Friday, January 13, 2006

I have started a new Yahoo Group featuring my (ahem) esteemed opinion on knitting books. Here's one that I posted on Amazon a while back that I think is worth reading... this really is a great book, rather obscured by the fact it's PKR (Pre-knitting revival. Geeze, I can barely remember those days...). It's a rather good book, though, with all kinds of nice little historical tid-bits on knitting thrown in here and there. I especially liked the bit about knitting in Peru, where it's done by MEN. According to Stanley, a young man in Peru must knit himself his own hat before he begins to date. Here's the catch, though... they make said hat using wire. Wire. Quad zero's. In the words of the irrespressible Ron Stoppable (I have a nine-year-old girl, remember?) "I didn't know there were that many zeros!" Yup. Here's a picture:


I don't know if you can tell it or not, but they hold the yarn around their necks. Now I've tried knitting Turkish, Scottish (of course), Continental, English, and a couple of other ways, but this is a new one on me. I haven't tried it, and I will be sure to post an embarassing entry if I do.

Anyway. Here is my review on Montose Stanley.

Reader's Digest Knitter's Handbook: A Comprehensive Guide to the Principles and Techniques of Handknitting by Montse Stanley
Edition: Hardcover
Price: $28.00
Availability: This item is currently unavailable.


2 used & new from $52.99

11 of 11 people found the following review helpful:
The Book You Need. Period., May 21, 2004

There are very, very few knitting books that I acutally buy, as I am a person that knits without patterns, and usually make my own designs. Hence, there are very few knitting books that I can honestly recommend and actually own myself.
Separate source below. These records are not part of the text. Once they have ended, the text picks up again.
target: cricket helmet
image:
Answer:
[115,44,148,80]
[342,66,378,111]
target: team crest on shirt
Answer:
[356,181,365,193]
So I'll cut to the chase and put it this way: if the house was on fire and I was told I could grab one knitting book, it'd be my Montose Stanley. That's a very strong recommendation that I'd like to back up.

There isn't one single question that you have about knitting that would not be covered in this book. It is unparalled for its historical coverage of knitting through the centuries and fascinating bits about knitting in different cultures, it's easy to follow diagrams, and it's seemingly endless bits of useful information.

With all knitting books, I suggest you take it home from your library first. But if you are past beginner and feel that you need to build a knitting library, this book is the one for you. Unfortunately, it is not as well known as some of the other books that are carried in book clubs, such as the almost useless Big Book of Knitting, which has techniques but then no diagrams or instructions, or the Ultimate Guide To Knitting which is a very lovely book to look at, but doesn't deserve the title "Ultimate" by any silly-putty stretch of the imagination because it includes very few techniques, tricks, or tips. This modestly wonderful book has languished unknown because so many people would see the much more flashier, newer books and grab them instead. This was written long before our current knitting revival, but still remains the most comprehensive book on the market. I thank the good Lord above the Memphis library was across from the knitting shop, or I'd never have seen it. I promptly went out and bought it. I use it more than any other book I own, aside from the Knitter's Handy Guide.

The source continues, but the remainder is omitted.